Kyle Enos, 25, of Newport, south Wales, sold the drug to 168 people in the UK, Europe and the US between May 2016 and May 2017.

Cardiff Crown Court heard that following his arrest, police went through Enos’s customer database due to the “potentially lethal effects” of fentanyl.

Four people on his database had died but it cannot be proven that the fentanyl supplied by Enos was related to their deaths.

The court heard Jonathon Robinson, 25, from Northumbria, was found dead at home, while university student Jack Barton, 23, died in Cardiff in January 2017.

Aaron Rees, 34, from Ammanford in Carmarthenshire, Wales, was found dead last March. The fourth person, who was not named in court, died in Scotland.

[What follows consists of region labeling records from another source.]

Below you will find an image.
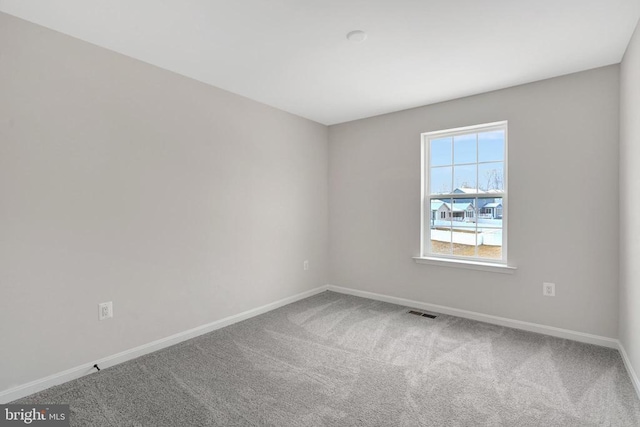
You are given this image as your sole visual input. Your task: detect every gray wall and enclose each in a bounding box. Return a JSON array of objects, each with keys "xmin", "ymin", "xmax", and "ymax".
[
  {"xmin": 0, "ymin": 14, "xmax": 328, "ymax": 390},
  {"xmin": 620, "ymin": 18, "xmax": 640, "ymax": 384},
  {"xmin": 329, "ymin": 65, "xmax": 620, "ymax": 338}
]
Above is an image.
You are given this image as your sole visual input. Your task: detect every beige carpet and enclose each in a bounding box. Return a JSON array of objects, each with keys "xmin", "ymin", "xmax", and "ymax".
[{"xmin": 13, "ymin": 292, "xmax": 640, "ymax": 427}]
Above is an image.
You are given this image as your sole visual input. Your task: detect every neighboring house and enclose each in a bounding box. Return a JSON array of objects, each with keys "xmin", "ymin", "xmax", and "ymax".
[
  {"xmin": 431, "ymin": 200, "xmax": 476, "ymax": 221},
  {"xmin": 478, "ymin": 202, "xmax": 502, "ymax": 219}
]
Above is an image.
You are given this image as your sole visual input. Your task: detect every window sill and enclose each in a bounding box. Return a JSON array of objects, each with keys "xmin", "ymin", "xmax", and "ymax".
[{"xmin": 413, "ymin": 257, "xmax": 517, "ymax": 274}]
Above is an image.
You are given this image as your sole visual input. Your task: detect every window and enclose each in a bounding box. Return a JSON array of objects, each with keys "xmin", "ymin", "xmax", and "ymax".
[{"xmin": 421, "ymin": 122, "xmax": 507, "ymax": 264}]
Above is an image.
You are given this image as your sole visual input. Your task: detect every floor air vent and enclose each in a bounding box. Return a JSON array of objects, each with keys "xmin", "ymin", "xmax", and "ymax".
[{"xmin": 407, "ymin": 310, "xmax": 438, "ymax": 319}]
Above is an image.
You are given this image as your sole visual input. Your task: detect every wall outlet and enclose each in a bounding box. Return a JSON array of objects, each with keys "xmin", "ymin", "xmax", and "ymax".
[
  {"xmin": 542, "ymin": 282, "xmax": 556, "ymax": 297},
  {"xmin": 98, "ymin": 301, "xmax": 113, "ymax": 320}
]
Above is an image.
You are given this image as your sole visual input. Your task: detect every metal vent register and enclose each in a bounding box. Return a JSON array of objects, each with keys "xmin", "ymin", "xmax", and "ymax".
[{"xmin": 407, "ymin": 310, "xmax": 438, "ymax": 319}]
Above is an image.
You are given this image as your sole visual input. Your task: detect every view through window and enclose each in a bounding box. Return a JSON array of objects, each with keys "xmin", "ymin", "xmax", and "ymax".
[{"xmin": 422, "ymin": 122, "xmax": 507, "ymax": 263}]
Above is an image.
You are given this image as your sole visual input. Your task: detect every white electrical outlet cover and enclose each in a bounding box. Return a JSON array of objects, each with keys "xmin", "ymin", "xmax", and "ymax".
[{"xmin": 542, "ymin": 282, "xmax": 556, "ymax": 297}]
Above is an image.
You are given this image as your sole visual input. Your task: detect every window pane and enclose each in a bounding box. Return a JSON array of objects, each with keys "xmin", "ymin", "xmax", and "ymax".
[
  {"xmin": 429, "ymin": 199, "xmax": 452, "ymax": 255},
  {"xmin": 478, "ymin": 162, "xmax": 504, "ymax": 192},
  {"xmin": 453, "ymin": 133, "xmax": 477, "ymax": 165},
  {"xmin": 429, "ymin": 166, "xmax": 453, "ymax": 194},
  {"xmin": 478, "ymin": 197, "xmax": 503, "ymax": 259},
  {"xmin": 430, "ymin": 137, "xmax": 452, "ymax": 166},
  {"xmin": 478, "ymin": 130, "xmax": 504, "ymax": 162},
  {"xmin": 453, "ymin": 164, "xmax": 478, "ymax": 194},
  {"xmin": 451, "ymin": 198, "xmax": 477, "ymax": 257}
]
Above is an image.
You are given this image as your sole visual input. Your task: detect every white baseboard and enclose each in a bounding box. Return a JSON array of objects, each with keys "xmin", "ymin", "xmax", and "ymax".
[
  {"xmin": 0, "ymin": 286, "xmax": 327, "ymax": 404},
  {"xmin": 327, "ymin": 285, "xmax": 618, "ymax": 349},
  {"xmin": 0, "ymin": 285, "xmax": 640, "ymax": 404},
  {"xmin": 618, "ymin": 342, "xmax": 640, "ymax": 398}
]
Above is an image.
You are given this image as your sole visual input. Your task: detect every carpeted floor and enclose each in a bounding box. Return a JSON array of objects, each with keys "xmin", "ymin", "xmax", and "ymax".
[{"xmin": 13, "ymin": 292, "xmax": 640, "ymax": 427}]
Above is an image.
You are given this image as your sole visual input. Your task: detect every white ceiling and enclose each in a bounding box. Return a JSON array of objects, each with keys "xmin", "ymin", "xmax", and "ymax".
[{"xmin": 0, "ymin": 0, "xmax": 640, "ymax": 124}]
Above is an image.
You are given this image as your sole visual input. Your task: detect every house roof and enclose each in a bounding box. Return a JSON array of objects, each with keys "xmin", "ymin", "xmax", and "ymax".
[{"xmin": 431, "ymin": 200, "xmax": 473, "ymax": 212}]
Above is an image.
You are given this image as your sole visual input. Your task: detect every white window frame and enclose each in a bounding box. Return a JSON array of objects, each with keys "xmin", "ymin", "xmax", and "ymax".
[{"xmin": 414, "ymin": 120, "xmax": 516, "ymax": 273}]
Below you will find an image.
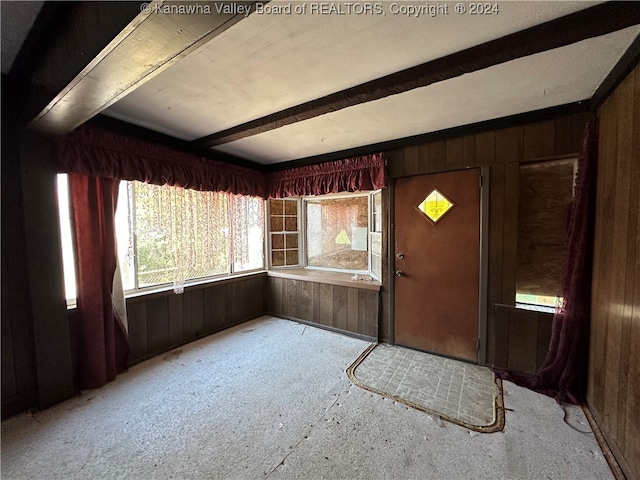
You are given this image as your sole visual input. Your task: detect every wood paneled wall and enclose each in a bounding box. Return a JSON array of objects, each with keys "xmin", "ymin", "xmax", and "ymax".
[
  {"xmin": 382, "ymin": 112, "xmax": 593, "ymax": 365},
  {"xmin": 0, "ymin": 81, "xmax": 38, "ymax": 418},
  {"xmin": 267, "ymin": 277, "xmax": 379, "ymax": 340},
  {"xmin": 494, "ymin": 305, "xmax": 553, "ymax": 373},
  {"xmin": 127, "ymin": 273, "xmax": 267, "ymax": 365},
  {"xmin": 587, "ymin": 62, "xmax": 640, "ymax": 478}
]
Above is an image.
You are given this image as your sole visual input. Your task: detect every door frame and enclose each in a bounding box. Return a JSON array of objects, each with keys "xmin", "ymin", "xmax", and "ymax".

Sentencing Enos, judge Eleri Rees, the Recorder of Cardiff, told him: “It is 25 times more powerful than heroin as is evidenced by the deaths of at least four young people who were your customers.

“None of those deaths can be attributed to fentanyl supplied by you but it is evidence of how dangerous a drug it is.”

Enos admitted importing, supplying and exporting fentanyl in August last year.

The judge said the delay in sentencing Enos was to consider whether further charges would arise from the deaths of four of his customers, as well as to obtain more information about the effect of fentanyl.

Charges will not be brought against Enos for the deaths that occurred in England and Wales, but investigations are continuing in Scotland.